You won't get a deal, if you can even do it.

Note that the train is out of cell service for long stretches, and communication with the train isn't real time, even to the Service Manager. The train gets refreshed manifests at only a few points, Jasper, Edmonton, Saskatoon, Winnipeg, and Capreol. I don't think they have the ability to block space. You might be able to work with the SM to do it at one of those "L" stops, though.

If you want a room, you should upgrade before you board.

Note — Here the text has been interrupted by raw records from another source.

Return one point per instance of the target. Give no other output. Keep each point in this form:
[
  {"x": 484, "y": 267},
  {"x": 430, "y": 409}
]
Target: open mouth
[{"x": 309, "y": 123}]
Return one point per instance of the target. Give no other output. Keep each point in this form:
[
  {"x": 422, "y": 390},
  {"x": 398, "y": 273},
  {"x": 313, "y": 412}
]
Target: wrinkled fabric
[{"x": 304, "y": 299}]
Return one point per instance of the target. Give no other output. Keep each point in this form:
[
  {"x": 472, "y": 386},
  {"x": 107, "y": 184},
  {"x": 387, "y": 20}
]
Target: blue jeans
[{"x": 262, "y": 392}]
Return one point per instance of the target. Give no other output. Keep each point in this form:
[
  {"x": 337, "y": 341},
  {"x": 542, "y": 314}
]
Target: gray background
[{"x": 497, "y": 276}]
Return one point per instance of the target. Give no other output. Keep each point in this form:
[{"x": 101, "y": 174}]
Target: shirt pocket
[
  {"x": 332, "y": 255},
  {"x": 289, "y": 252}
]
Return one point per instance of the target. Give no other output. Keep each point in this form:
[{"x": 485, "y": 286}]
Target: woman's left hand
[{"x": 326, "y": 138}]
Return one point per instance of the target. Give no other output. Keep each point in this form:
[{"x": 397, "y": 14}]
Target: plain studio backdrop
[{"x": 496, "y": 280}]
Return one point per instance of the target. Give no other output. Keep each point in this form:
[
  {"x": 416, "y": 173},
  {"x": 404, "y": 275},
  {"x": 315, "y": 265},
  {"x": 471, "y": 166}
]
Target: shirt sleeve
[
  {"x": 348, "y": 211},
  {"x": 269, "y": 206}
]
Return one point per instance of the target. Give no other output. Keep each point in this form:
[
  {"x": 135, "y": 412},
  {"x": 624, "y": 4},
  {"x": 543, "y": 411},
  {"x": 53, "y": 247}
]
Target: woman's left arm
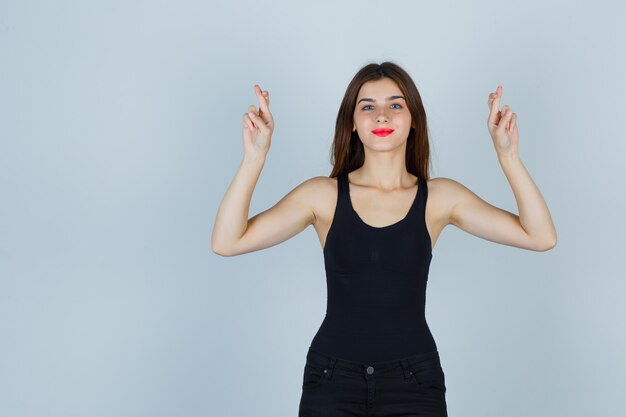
[{"x": 533, "y": 228}]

If someone is suspected of having COVID onboard, they'll isolate them.


----------



## Marbleski (Apr 20, 2022)

zephyr17 said:


> You won't get a deal, if you can even do it.
> 
> Note that the train is out of cell service for long stretches, and communication with the train isn't real time, even to the Service Manager. The train gets refreshed manifests at only a few points, Jasper, Edmonton, Saskatoon, Winnipeg, and Capreol. I don't think they have the ability to block space. You might be able to work with the SM to do it at one of those "L" stops, though.
> 
> ...


Great information, very much appreciated. It makes since that you cannot upgrade once on the train. 

If the berths are packed or not good we have a three day stop over in Jasper to look at upgrading for the remaining three nights.


----------



## zephyr17 (Apr 20, 2022)

Just an FYI, the berths are about the best beds on the train. One big drawback, though, is there are NO electrical outlets. People have been known to run extension cords into the adjacent restrooms. Do that with a power strip that you share and you could be popular with your fellow open section travelers.


----------



## Marbleski (Apr 20, 2022)

zephyr17 said:


> Just an FYI, the berths are about the best beds on the train. One big drawback, though, is there are NO electrical outlets. People have been known to run extension cords into the adjacent restrooms. Do that with a power strip that you share and you could be popular with your fellow open section travelers.



Hi Everyone. Thanks for taking the time to contribute to this thread.

I picked up lots and lots of info and terms since I came upon this forum. 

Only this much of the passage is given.